The UN-backed Stockholm Convention on Persistent Organic Pollutants (POPs), which entered into force on 17 May 2004, targets 12 hazardous pesticides and industrial chemicals, and a key task of the five-day conference, known formally as the First Meeting of the Conference of the Parties to the Convention, is to establish a process for evaluating future candidates to add to the initial list.

“The Stockholm Convention will save lives and protect the natural environment – particularly in the poorest communities and countries,” said Executive Director Klaus Toepfer of the UN Environment Programme (UNEP), under whose auspices the Convention was adopted in 2001.

“Eliminating POPs, however, will cost billions of dollars and require countries to adopt new methods and technologies to replace these toxic substances. The hard work has only just begun,” he said of next week’s gathering in Punta del Este.

Every human in the world carries in his or her body traces of POPs, which circulate globally through a process known as the “grasshopper effect” and include such chemicals as dioxins, furans, DDT and PCBs, agents that that can kill people, damage the nervous and immune systems, cause cancer and reproductive disorders and interfere with normal infant and child development.

POPs released in one part of the world can, through a repeated process of evaporation and deposit, be transported through the atmosphere to regions far away from the original source. Though not soluble in water, they are readily absorbed in fatty tissue, where concentrations can become magnified by up to 70,000 times background levels. Fish, predatory birds and mammals in the food chain absorb them. When they travel, POPs go with them.

One of the main challenges to meeting the Convention’s goal involves minimizing and eliminating releases of dioxins and furans, by-products of combustion and industrial processes, which will require expensive new technologies. The meeting aims to advance this with Guidelines on Best Available Techniques and Environmental Practices.

Also high on the agenda is the phasing out of DDT without undermining the fight against malaria, a major killer in many tropical regions. Until safe and affordable alternatives are in place, governments can continue using DDT, and the conference will evaluate the continued need and consider next steps.

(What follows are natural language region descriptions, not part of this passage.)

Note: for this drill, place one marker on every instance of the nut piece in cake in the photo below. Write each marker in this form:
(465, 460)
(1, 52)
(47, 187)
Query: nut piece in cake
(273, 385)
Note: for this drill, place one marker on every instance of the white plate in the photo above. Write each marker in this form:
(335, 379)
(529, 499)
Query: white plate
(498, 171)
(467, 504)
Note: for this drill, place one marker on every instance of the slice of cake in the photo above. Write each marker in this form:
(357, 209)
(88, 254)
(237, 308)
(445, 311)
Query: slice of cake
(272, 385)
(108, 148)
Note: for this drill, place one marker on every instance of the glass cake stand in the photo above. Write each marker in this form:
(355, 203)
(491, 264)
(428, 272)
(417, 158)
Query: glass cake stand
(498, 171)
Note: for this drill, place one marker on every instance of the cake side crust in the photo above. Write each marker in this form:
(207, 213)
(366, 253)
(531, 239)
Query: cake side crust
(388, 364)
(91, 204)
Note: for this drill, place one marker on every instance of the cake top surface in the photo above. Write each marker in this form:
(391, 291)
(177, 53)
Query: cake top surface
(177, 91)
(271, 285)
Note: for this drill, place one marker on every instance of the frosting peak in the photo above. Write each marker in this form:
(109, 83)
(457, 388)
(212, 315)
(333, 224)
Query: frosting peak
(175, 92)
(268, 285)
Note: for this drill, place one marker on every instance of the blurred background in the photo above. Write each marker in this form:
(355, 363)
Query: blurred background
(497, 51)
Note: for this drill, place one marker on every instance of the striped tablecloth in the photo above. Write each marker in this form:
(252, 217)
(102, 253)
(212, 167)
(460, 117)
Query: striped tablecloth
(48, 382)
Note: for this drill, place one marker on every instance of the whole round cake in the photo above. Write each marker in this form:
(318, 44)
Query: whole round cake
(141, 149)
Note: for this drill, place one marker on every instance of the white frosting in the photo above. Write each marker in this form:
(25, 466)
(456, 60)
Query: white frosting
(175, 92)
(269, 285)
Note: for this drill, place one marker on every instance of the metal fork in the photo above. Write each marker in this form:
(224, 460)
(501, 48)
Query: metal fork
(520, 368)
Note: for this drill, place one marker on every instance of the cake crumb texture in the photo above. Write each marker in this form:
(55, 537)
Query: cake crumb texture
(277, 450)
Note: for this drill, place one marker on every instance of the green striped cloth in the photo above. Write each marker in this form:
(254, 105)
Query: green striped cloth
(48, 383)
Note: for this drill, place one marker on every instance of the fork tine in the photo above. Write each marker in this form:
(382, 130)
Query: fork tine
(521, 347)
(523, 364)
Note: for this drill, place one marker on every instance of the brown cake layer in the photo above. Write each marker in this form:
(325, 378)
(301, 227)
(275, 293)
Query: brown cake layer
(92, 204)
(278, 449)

Alternatives also need to be developed to combating termites, which cause billions of dollars in economic damage, and the meeting will consider procedures for handling future requests by governments for exemptions enabling them to continue using three POPs termiticides.

Another major challenge involves cleaning up polychlorinated biphenols (PCBs) from ageing equipment. PCBs have been used in electrical transformers and other equipment for decades, and must be replaced over the next 20 years. But most developing countries currently lack facilities, funds and expertise to do so.

The 12 POPs include nine pesticides (aldrin, chlordane, DDT, dieldrin, endrin, heptachlor, hexachlorobenzene, mirex and toxaphene); two industrial chemicals (PCBs as well as hexachlorobenzene, also used as a pesticide); and unintentional by-products, most importantly dioxins and furans.